Another took Paul off the ballot of an online poll in frustration, and was so inundated with complaints that it snidely re-ran the poll, this time with each one of the 10 options reading "Ron Paul."
Open online polls, of course, have more or less zero real-world validity, saying less about the popularity of the given options than about the ability of special-interest groups to mobilize Internet-dwellers. On this count, the Ron Paul campaign has succeeded in spades.
The problem is, even as Paul's online brouhaha turns heads and raises money, the throngs that have boosted his campaign might not be the exact ambassadors he really wants.
Paul himself certainly cuts an interesting figure: He's an iconoclast who appeals to the deep libertarian vein that runs through American politics. Paul advocates a strict and literal reading of the U.S. Constitution, eschewing anything that doesn't fit with his view of it, including things like state-run health care, gun control and, critically, overseas military adventures.

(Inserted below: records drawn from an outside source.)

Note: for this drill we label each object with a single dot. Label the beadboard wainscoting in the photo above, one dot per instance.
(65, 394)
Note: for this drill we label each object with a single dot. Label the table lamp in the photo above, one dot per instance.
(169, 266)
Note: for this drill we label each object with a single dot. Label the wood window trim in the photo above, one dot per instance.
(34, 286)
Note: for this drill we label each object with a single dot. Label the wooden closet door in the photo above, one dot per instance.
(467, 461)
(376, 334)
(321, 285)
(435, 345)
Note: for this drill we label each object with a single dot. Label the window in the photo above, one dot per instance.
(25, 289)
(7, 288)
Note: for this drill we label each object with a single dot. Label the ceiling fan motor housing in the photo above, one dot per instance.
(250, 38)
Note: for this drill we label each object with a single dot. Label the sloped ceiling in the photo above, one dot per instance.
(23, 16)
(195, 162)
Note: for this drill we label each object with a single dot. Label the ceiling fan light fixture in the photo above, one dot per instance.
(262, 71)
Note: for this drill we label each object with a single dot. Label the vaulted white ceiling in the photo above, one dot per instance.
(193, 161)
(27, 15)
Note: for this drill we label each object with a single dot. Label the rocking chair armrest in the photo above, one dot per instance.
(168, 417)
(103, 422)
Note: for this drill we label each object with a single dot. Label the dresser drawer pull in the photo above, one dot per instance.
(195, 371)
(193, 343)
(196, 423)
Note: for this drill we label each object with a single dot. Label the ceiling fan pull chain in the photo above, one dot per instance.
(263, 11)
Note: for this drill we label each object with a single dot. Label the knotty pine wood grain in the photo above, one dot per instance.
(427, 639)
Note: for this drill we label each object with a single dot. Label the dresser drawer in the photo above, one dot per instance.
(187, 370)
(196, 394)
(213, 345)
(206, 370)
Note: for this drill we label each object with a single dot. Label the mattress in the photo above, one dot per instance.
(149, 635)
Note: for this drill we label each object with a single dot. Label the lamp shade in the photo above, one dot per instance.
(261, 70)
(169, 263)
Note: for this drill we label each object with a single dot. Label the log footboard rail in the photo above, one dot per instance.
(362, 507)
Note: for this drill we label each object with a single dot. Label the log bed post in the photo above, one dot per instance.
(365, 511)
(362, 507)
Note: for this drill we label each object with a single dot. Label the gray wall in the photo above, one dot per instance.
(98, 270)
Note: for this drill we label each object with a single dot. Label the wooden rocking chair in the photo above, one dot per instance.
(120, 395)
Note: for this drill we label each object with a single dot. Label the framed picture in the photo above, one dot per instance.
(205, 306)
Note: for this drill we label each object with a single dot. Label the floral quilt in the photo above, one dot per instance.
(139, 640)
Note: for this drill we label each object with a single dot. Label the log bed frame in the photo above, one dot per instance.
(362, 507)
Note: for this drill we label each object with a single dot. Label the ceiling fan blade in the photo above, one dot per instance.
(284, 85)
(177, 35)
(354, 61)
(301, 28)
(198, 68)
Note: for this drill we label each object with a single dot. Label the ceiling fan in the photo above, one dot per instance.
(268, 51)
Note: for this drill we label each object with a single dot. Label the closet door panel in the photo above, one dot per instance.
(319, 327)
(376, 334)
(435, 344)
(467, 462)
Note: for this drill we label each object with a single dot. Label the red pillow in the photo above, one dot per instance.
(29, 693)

With a soft-spoken, doctrinaire attachment to "freedom" - that's freedom the concept, not freedom the war-mongering euphemism - the man comes across as a thoughtful firebrand.
The Internet responded. "The Web Finds Its Man, and Takes Him for a Ride," declared a New York Times headline, which summed it up nicely. Donations flooded in to his website, including a $4.2-million haul on Nov. 5 that set a one-day record for any candidate. Meanwhile, in one interview after another, Paul himself pleads ignorance about the phenomenon, saying his message is what's important, not the technology.
But then came the Ron Paul brute force squad, the online fanatics with whom his campaign is increasingly associated. With every online poll that has its ballot box stuffed past any pretense of plausibility, and with every forum overtaken by rabid supporters, his base begins to look ever more suspect.